Por Juliana Albuquerque
Depois de retomar a pauta de votação do Supremo Tribunal de Justiça (STJ) nesta quarta (23), com a apresentação do voto-vista da ministra Nancy Andrighi, que havia pedido mais tempo para decidir se o rol de cobertura da Agência Nacional de Saúde Suplementar (ANS) é taxativo ou exemplificativo, o julgamento foi novamente suspenso, sem data definida para voltar à pauta do tribunal.
Essa foi a segunda vez que o julgamento, que teve início no dia 16 de setembro de 2021, com o voto do relator do processo, o ministro Luis Felipe Salomão, que se posicionou pela taxatividade da lista, mas admitiu que pode existir exceções, foi suspenso por pedido de vista.
Desta vez, o pedido veio do ministro Villas Boas, que solicitou mais tempo para analisar a questão, após a apresentação do voto da ministra Nancy Andrighi.
De acordo com Nancy Andrighi, a lista de procedimentos da ANS constitui referência importante na organização do sistema de saúde privado, mas não pode restringir a cobertura assegurada na lei brasileira, nem servir como imposição genérica quanto ao que deve ser coberto pelos planos – impedindo, em consequência, a definição individualizada do tratamento pelo médico e o aproveitamento, pelo beneficiário, de novas tecnologias na área de saúde.

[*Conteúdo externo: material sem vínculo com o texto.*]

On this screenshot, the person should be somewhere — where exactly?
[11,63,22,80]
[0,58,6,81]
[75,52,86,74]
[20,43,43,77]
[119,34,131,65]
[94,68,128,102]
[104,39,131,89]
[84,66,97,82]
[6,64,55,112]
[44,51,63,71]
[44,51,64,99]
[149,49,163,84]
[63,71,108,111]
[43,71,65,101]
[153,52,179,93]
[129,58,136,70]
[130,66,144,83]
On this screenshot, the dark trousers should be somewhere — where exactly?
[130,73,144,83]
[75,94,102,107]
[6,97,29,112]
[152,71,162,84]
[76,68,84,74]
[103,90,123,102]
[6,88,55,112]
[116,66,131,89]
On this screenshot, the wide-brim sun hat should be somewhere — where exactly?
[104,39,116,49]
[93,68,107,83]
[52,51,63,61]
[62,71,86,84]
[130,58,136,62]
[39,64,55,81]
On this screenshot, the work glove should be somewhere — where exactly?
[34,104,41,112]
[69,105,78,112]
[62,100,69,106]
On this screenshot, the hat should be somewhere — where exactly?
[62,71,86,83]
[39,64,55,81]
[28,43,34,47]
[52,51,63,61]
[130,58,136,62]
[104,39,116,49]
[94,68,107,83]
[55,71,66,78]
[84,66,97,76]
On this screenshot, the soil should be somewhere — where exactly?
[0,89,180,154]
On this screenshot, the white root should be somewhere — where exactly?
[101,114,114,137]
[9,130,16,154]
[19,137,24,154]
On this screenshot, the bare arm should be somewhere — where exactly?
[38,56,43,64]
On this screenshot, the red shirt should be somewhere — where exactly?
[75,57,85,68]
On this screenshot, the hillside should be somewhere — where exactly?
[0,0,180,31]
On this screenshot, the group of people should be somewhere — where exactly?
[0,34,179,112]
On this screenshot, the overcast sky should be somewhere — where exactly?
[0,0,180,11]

“O rol de procedimentos e eventos em saúde constitui relevante garantia do consumidor para assegurar direito à saúde, enquanto importante instrumento de orientação quanto ao que lhe deve ser oferecido pelas operadoras de plano de saúde, mas não pode representar a delimitação taxativa da cobertura assistencial, alijando previamente o consumidor do direito de se beneficiar de todos os possíveis procedimentos ou eventos em saúde que se façam necessários para o seu tratamento”, apontou a ministra em seu voto.
Vale ressaltar que a análise da controvérsia sobre a natureza da lista de procedimentos e eventos em saúde instituída da ANS pelo STJ pode ter como consequência a possibilidade de os planos de saúde serem obrigados a cobrir procedimentos não incluídos na relação de procedimentos listados pela agência reguladora, que é de quase 3 mil.
Para a coordenadora do Núcleo de Prática Jurídica do Centro Universitário Tiradentes (Unit-PE), Tatiana da Hora, a decisão pode afetar pacientes em tratamento de câncer, autismo, terapias mais avançadas ou doenças raras. Ela alerta que o impacto pode ocorrer tanto nos tratamentos já em curso – pacientes que fazem tratamentos não listados – como pode encerrar, de maneira negativa, o suporte futuro.
“A Medicina evolui, as doenças mudam e surgem. Se o Rol é fechado, não admite qualquer alteração, alguns tratamentos, medicações e prescrição de terapias podem estar fora da lista e o paciente perde a possibilidade de ser tratado”, avalia a advogada especialista em direito do consumidor.
ANS se posiciona sobre caráter do rol de procedimentos
Interrompendo sua prática habitual de não comentar ações judiciais em tramitação, a Agência Nacional de Saúde Suplementar (ANS), pouco tempo após o julgamento ser suspenso, emitiu esclarecimento no qual defende a taxatividade do seu rol.
“O caráter taxativo do rol confere a prerrogativa da ANS de estabelecer as coberturas obrigatórias a serem ofertadas pelos planos de saúde, sem que os consumidores precisem arcar com custos de coberturas adicionais. Assumir que o rol seja meramente exemplificativo significa, no limite, atribuir a cada um dos juízes do Brasil a prerrogativa de determinar a inclusão de cobertura não prevista em contrato ou no rol de cobertura mínima, o que traria o aumento da judicialização no setor de saúde e enorme insegurança ao setor de saúde suplementar, na medida em que seria impossível mensurar adequadamente quais os riscos estariam efetivamente cobertos. O que impacta na definição do preço dos produtos”, esclarece o comunicado da agência reguladora.
Segundo a advogada do Programa de Saúde do Idec (Instituto Brasileiro de Defesa do Consumidor), Ana Carolina Navarrete, o argumento de que o modelo atual sobrecarrega economicamente as operadoras de planos de saúde não se sustenta, já que os custos com novas tecnologias que não estão no rol são contemplados nos cálculos financeiros das empresas – que, por outro lado, seguem registrando lucros vultuosos.
“Se há um lado economicamente vulnerável nessa história, esse é o lado das famílias, que podem se ver sem cobertura em um momento de grande necessidade. O STJ tem o papel de barrar esse retrocesso e fazer valer os direitos consagrados no Código de Defesa do Consumidor”, afirma Navarrete, que defende que o Código de Defesa do Consumidor e a Lei de Planos de Saúde devem prevalecer sobre os atos administrativos da ANS.